One of the most important elements of the kernel is the
scheduler which decides which tasks to run, at what time and
for how long. Normally the kernel uses task oriented
scheduling, giving the same amount of runtime for each round
robin scheduled task. So if user A has 2 tasks running and
user B has 1, then user A is taking up 67% of the CPU cycles.
For this project, I implemented a new "User Weighted Round
Robin" algorithm which schedules tasks according to the users
themselves. Now user A gets about 25% of the CPU for each of
his two tasks and user B gets about 50% for his one task.

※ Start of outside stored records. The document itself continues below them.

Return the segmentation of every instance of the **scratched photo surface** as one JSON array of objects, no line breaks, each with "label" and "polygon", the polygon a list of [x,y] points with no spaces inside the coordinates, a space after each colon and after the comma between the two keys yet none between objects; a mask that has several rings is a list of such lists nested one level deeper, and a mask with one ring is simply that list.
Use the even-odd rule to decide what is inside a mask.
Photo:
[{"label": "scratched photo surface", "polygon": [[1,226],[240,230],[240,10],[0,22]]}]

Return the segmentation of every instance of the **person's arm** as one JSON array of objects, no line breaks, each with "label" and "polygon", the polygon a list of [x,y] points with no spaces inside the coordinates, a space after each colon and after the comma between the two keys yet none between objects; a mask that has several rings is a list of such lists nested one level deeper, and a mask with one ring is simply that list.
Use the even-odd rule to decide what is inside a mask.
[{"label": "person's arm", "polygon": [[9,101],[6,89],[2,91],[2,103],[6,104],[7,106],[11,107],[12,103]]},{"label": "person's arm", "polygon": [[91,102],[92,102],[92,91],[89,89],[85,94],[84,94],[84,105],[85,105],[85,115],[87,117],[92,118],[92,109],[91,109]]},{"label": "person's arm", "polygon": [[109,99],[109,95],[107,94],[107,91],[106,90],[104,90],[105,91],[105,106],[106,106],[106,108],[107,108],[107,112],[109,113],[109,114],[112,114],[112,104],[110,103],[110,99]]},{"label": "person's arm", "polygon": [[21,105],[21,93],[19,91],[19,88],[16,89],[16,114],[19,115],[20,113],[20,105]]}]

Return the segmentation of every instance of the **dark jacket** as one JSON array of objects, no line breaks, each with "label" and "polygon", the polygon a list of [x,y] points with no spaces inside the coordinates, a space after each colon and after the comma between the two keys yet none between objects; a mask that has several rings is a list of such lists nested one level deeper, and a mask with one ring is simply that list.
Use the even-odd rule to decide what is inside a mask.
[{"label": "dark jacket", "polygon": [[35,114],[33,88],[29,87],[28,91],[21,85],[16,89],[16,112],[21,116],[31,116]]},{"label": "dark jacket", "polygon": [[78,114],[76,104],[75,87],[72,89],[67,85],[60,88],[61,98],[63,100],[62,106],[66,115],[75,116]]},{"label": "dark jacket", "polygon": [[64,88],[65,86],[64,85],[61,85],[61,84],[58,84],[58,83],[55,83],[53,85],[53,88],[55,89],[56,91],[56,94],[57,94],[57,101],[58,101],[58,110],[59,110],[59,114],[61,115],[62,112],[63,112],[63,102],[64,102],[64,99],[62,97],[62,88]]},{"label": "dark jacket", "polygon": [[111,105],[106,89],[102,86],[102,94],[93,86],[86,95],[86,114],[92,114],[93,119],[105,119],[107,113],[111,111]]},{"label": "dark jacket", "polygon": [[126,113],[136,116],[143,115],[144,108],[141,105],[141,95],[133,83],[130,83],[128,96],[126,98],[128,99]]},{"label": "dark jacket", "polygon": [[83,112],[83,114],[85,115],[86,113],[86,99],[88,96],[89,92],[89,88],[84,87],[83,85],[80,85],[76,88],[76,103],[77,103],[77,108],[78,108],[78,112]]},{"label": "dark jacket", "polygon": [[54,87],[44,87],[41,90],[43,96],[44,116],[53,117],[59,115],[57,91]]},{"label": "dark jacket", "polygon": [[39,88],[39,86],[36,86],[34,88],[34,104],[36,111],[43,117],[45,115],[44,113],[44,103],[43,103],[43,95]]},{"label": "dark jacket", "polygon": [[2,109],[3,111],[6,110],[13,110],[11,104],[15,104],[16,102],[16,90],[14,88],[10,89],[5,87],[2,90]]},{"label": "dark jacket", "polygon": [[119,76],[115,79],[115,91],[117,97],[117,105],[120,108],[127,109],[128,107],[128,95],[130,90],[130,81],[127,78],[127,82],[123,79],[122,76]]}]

Moreover, the root can set a weight for each user. If user A
has double the weight of user B, then A gets 67% of the CPU
once again and B gets only 33%.
Adding an Access Control List
(ACL)
In POSIX systems, we have the familiar -rwx-rwx-rwx-
permission bits system. This divides the permission realm into
three domains: owner, group and everyone else. This means that
you can't explicitly deny/give one specific user access to a
particular file while excluding everyone else. Access Control
Lists gives you this ability. My implementation associates a special User ID
indexed permission list with each file.
Kernel Level Firewall
I implemented a kernel level firewall for UDP and TCP protocols, allowing root to block packets that originate from banned IP addresses. The was a lot of socket programming involved and we wrote our own server and client applications.